We got back from the airport and I headed straight to the bedroom. I could feel the tears streaming down my face before I even flopped down on the bed. I curled into a fetal position and couldn't stop the tears falling. This week had been perfect with Jamie and my parents, and it hurt knowing I would have to wait for two months before we were reunited. Not only that, Finley didn't understand. That much had become glaringly obvious and I had no one to turn to about it. I felt so alone and just wanted to sleep until I felt better.

"Claire?" I heard Finley tentatively say behind me.

"What Fin?" I asked.

"Come here, I can't stand seeing you upset." He said sadly. I felt the bed sink under his weight, and his arm appeared around my waist. I didn't have the energy to fight with him at the moment.

"I hate it Fin." I said tearfully. "I hate it all." I wiped at my face furiously with my sleeve, trying to stop my tears from falling. Finley took my hand and stopped me, knowing it would make my face bright red.

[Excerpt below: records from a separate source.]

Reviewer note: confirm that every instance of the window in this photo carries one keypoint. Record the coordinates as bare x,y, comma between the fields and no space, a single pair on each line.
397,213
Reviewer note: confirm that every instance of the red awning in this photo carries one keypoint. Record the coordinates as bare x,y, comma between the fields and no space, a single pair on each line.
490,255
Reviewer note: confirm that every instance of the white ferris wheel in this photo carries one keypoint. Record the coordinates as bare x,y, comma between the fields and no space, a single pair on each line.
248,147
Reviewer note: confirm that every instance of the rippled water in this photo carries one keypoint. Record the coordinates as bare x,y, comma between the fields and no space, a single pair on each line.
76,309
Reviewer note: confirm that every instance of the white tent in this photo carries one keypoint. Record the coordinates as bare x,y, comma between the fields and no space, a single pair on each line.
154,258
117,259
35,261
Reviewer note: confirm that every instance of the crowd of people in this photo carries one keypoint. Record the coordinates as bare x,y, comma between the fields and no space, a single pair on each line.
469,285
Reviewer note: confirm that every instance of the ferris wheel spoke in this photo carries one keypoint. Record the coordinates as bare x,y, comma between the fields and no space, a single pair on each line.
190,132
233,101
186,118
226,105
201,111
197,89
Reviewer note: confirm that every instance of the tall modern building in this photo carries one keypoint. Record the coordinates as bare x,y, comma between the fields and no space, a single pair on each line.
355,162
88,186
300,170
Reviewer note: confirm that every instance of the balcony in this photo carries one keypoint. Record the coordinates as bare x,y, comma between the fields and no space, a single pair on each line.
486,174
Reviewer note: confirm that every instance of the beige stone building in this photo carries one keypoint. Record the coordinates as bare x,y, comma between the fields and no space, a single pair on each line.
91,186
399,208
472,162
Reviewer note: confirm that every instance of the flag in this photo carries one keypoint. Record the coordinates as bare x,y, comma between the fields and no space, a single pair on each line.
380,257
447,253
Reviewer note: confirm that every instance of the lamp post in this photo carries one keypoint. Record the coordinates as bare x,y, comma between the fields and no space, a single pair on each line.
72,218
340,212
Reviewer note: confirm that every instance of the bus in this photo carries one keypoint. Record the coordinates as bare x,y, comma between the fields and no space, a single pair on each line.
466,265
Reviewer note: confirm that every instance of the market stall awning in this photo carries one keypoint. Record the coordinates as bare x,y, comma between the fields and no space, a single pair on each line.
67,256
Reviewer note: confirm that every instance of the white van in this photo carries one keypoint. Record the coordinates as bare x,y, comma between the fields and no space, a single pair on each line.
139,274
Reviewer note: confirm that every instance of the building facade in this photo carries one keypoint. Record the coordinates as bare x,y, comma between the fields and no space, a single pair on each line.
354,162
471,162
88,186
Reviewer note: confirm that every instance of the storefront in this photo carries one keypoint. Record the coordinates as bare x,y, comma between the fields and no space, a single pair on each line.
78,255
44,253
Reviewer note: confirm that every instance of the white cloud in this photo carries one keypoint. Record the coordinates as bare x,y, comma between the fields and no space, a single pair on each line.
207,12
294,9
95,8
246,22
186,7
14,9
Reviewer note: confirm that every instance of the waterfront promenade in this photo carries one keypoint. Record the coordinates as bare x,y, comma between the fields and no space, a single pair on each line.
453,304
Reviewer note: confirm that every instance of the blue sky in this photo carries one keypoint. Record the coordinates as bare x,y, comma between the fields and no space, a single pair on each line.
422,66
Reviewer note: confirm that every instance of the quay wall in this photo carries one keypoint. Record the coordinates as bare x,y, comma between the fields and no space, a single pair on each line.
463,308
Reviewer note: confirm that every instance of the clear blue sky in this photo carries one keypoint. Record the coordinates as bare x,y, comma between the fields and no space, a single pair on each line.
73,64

"What do you mean?" He asked quietly.

"I hate saying goodbye to them. I hate missing out on time with them. I hate it. I miss them so much. Every time we say goodbye it's like I'm leaving them all over again." I said through sobs. "They were my whole life, and I feel like I've abandoned them. I'm missing out on so many important things. I haven't even met Jamie's boyfriend and they live together now. It hurts so much." I could tell he was struggling to find any comforting words as he was silent.

"I know." He said. I scoffed. He didn't know. He still had all his friends and family within minutes of him.

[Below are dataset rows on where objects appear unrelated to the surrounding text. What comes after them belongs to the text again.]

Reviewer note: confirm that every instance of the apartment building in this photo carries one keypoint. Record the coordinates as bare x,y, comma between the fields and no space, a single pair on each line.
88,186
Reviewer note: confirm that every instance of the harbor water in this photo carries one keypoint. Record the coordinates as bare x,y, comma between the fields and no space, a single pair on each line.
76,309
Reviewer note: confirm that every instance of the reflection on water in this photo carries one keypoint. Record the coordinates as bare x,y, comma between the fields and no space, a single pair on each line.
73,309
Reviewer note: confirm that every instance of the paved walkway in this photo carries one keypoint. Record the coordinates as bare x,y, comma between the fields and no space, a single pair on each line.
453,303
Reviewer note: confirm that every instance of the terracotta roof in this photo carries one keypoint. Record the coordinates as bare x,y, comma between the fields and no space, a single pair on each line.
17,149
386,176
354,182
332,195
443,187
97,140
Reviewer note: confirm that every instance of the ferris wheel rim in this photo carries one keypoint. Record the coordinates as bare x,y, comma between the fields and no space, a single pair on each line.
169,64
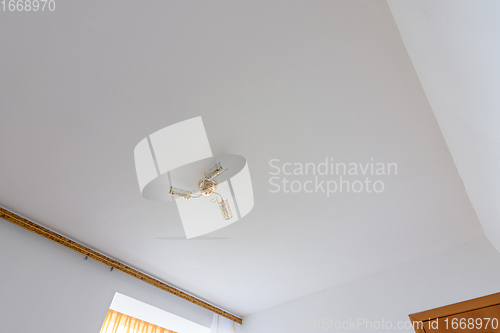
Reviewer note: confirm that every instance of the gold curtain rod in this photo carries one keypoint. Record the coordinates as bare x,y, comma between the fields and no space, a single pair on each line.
88,252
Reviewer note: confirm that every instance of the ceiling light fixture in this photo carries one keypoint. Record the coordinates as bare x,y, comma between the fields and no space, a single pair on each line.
207,187
169,169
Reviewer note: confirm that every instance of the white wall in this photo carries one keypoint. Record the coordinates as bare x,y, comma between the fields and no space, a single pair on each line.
468,271
45,287
455,46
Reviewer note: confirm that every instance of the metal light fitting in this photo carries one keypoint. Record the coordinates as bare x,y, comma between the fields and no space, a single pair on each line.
207,188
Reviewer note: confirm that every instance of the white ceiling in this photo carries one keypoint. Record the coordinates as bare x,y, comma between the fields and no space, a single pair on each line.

" If you ever want to go back Claire, I get it." He said. " I don't know exactly how you're feeling, but I know what it's like watching someone you love walk away and knowing you won't see them for a long time. I know it hurts. I had to do it every time I said goodbye to you." I sniffled slightly as the tears slowed. The aching in my chest was unbearable and I felt sick. My head was foggy and all I wanted was to hug my parents and never say goodbye to them again.

I woke with a start and realised I had been tucked into bed. I didn't even remember falling asleep. I checked the time on my phone. It was nine o clock, and my parents and Jamie would be getting back soon. I sat up in bed and hugged my knees to my chest. I rested my cheek on my knees and sighed heavily. I had no idea where Finley was but I knew I needed to be alone. I felt utterly defeated at the moment, and even though I had the world at my feet, and a promising future with Finley, I couldn't focus on it. I wished my parents would move to America. It would ease some of my heartache but I couldn't expect them to uproot their lives for me. It wouldn't be fair. They had sacrificed so much for me and I couldn't be that selfish.

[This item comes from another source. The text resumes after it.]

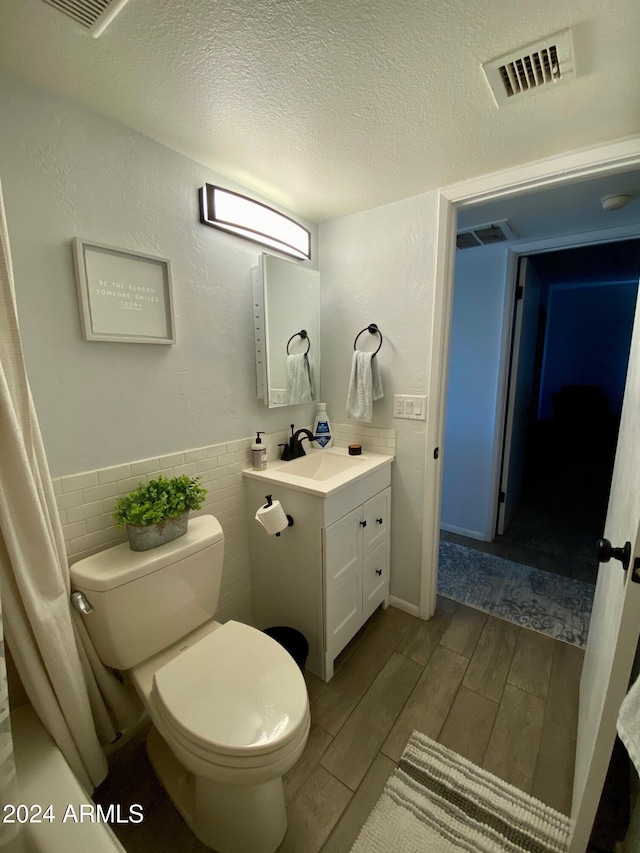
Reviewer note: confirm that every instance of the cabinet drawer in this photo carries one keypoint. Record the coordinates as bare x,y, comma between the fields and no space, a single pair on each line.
375,576
376,521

"Hey you're awake!" I heard Finley say cheerfully. "Come on, I have a surprise for you." He said. He held his hand out to me, and I took it reluctantly. I followed him out of the room and downstairs. I had a piercing headache that felt like someone was driving a long nail into my skull and I really wasn't in the mood for a surprise. I just wanted to make sure my parents got home safe, and sleep. Finley put his hands over my eyes, and I could feel him shaking. What was going on. I slowly walked forward and let him guide me through the house. I had no idea where we were in the house, when Finley suddenly stopped. He took his hands away and I blinked slowly. I saw something propped up on the coffee table and walked over to it.